TEL AVIV – Hamas accetta di negoziare sugli ostaggi anche in assenza di un cessate il fuoco permanente. Lo ha riferito un alto funzionario della fazione palestinese che governa Gaza.

"Hamas ha chiesto l'accordo di Israele per un cessate il fuoco completo e permanente come condizione prima di negoziare", ha detto, "questo punto è stato superato, poiché i mediatori si sono impegnati a far sì che, finché i negoziati sono in corso, il cessate il fuoco rimanga in vigore". Secondo l'alto funzionario, Hamas ha informato i mediatori di volere l'attuazione di tre fasi: in primo luogo, l'ingresso a Gaza di 400 camion di aiuti al giorno, poi il ritiro dell'esercito israeliano dal "corridoio di Filadelfia e dal valico di Rafah", che si trovano tra il sud di Gaza e l'Egitto, seguito da una "fase finale" che consiste in particolare nel ritiro completo dal territorio palestinese.
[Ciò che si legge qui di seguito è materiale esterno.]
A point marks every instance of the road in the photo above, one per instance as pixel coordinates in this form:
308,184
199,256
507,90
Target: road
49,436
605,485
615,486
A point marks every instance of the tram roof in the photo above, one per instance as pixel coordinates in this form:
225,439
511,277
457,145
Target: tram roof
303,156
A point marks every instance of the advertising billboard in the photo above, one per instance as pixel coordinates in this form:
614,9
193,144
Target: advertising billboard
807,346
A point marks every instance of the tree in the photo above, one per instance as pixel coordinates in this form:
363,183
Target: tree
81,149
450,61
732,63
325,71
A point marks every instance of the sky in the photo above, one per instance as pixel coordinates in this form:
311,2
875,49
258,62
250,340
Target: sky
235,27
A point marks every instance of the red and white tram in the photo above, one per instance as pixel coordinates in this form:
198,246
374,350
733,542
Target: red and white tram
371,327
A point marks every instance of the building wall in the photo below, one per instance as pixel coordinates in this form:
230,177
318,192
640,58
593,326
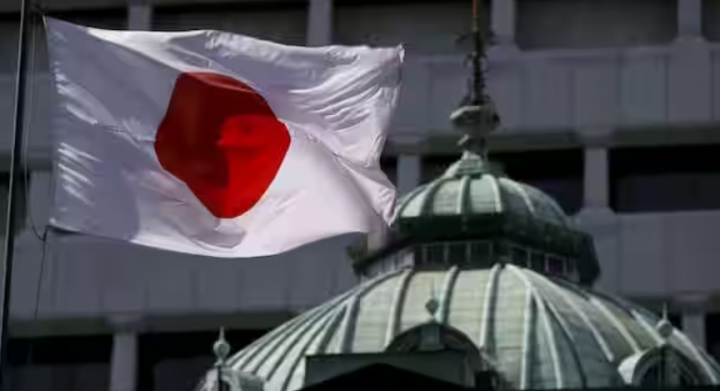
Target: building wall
578,82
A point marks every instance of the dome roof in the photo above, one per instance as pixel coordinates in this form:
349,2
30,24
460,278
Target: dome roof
471,186
535,331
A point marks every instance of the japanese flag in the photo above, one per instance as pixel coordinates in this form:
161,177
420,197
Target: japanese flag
218,144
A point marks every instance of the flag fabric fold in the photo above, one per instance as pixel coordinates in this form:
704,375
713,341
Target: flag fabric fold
218,144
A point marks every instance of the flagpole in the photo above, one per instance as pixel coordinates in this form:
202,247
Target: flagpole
16,173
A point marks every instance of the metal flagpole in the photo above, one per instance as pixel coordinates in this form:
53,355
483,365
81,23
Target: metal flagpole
16,175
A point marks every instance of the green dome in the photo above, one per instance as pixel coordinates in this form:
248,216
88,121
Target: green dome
474,205
535,332
473,187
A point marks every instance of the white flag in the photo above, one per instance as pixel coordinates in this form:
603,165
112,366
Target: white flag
218,144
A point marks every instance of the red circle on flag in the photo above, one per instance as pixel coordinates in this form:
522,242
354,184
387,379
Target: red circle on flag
222,139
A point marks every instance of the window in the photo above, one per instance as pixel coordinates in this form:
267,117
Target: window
559,173
457,253
712,334
664,179
537,262
20,203
424,27
549,24
60,363
280,22
555,266
389,166
711,16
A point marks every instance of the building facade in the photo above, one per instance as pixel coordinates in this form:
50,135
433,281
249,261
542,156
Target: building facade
609,106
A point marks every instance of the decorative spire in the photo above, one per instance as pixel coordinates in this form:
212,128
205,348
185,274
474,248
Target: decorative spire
221,348
477,116
664,327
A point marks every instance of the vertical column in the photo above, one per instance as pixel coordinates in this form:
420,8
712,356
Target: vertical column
689,19
596,179
319,26
408,173
694,327
123,363
503,21
139,15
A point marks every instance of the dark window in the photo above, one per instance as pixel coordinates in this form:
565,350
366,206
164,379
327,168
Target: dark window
556,266
178,361
480,252
433,166
59,363
436,253
284,22
458,253
422,26
537,262
519,256
663,179
712,334
675,320
711,16
20,202
389,166
547,24
559,173
112,18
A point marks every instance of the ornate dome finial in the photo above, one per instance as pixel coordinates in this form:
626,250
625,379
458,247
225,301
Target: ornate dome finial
477,116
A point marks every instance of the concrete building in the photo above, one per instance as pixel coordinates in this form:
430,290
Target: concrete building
610,106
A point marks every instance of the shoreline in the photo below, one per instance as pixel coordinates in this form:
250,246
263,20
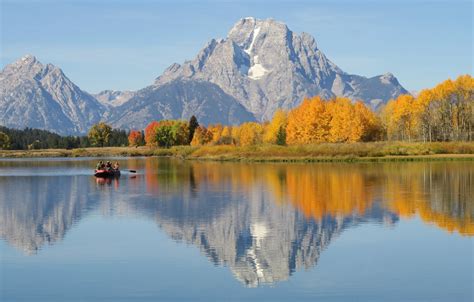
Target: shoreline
324,152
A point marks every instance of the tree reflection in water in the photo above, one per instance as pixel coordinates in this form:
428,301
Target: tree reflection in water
263,221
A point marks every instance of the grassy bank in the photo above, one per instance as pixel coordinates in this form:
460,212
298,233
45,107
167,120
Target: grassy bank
377,151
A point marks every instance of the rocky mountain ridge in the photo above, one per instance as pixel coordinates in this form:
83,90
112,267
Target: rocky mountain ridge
259,67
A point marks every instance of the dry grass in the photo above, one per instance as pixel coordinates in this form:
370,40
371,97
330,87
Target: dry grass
375,151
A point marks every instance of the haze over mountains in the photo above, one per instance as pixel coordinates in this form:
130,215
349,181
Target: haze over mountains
259,67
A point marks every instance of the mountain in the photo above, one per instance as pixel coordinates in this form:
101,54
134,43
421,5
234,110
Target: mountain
41,96
113,98
259,67
266,66
180,99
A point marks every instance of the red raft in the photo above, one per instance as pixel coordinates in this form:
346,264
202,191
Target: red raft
107,173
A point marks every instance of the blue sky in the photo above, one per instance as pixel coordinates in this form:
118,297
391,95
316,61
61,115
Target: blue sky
127,44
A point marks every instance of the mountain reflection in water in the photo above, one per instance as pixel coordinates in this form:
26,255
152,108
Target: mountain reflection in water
263,221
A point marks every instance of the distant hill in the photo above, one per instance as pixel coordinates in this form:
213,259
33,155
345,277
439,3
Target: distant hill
259,67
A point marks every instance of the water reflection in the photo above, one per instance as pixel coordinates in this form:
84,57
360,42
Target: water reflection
262,221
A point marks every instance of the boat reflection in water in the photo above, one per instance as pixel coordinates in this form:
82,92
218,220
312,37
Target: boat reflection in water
262,221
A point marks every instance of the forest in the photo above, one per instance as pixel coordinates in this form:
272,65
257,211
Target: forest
443,113
440,114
"La palla è nel campo degli israeliani, se vogliono raggiungere un accordo, allora questo molto probabilmente accadrà", ha detto questa fonte, stimando che le discussioni potrebbero durare "due o tre settimane", "se Israele non blocca i negoziati come ha fatto in precedenza".

Nel frattempo, nuove proteste si sono verificate in Israele per aumentare la pressione sul governo Netanyahu affinché raggiunga un accordo con Hamas per la liberazione degli ostaggi e un cessate il fuoco: i manifestanti hanno bloccato numerose strade del Paese e organizzato picchetti davanti alle abitazioni di molti ministri.

“Sono 116 gli ostaggi ancora nelle mani dell’organizzazione terroristica palestinese, risposte?”, si sono chiesti gli organizzatori delle proteste sui social.

Le proteste sono iniziate alle 6:29, ovvero l'ora dell'assalto di Hamas contro Israele il 7 ottobre scorso, secondo i media nazionali. I manifestanti sono scesi in piazza, bloccando il traffico nelle ore di punta nei principali incroci del Paese. Sull'autostrada che collega Tel Aviv a Gerusalemme, inoltre, sono stati incendiati pneumatici.

Gruppi di manifestanti con megafoni e striscioni hanno protestato anche davanti alle abitazioni di numerosi ministri e parlamentari della coalizione. "Fallimento totale! Fallimento totale!", ha urlato una piccola folla davanti alla casa del ministro Ron Dermer, un membro della cerchia ristretta del premier Benjamin Netanyahu.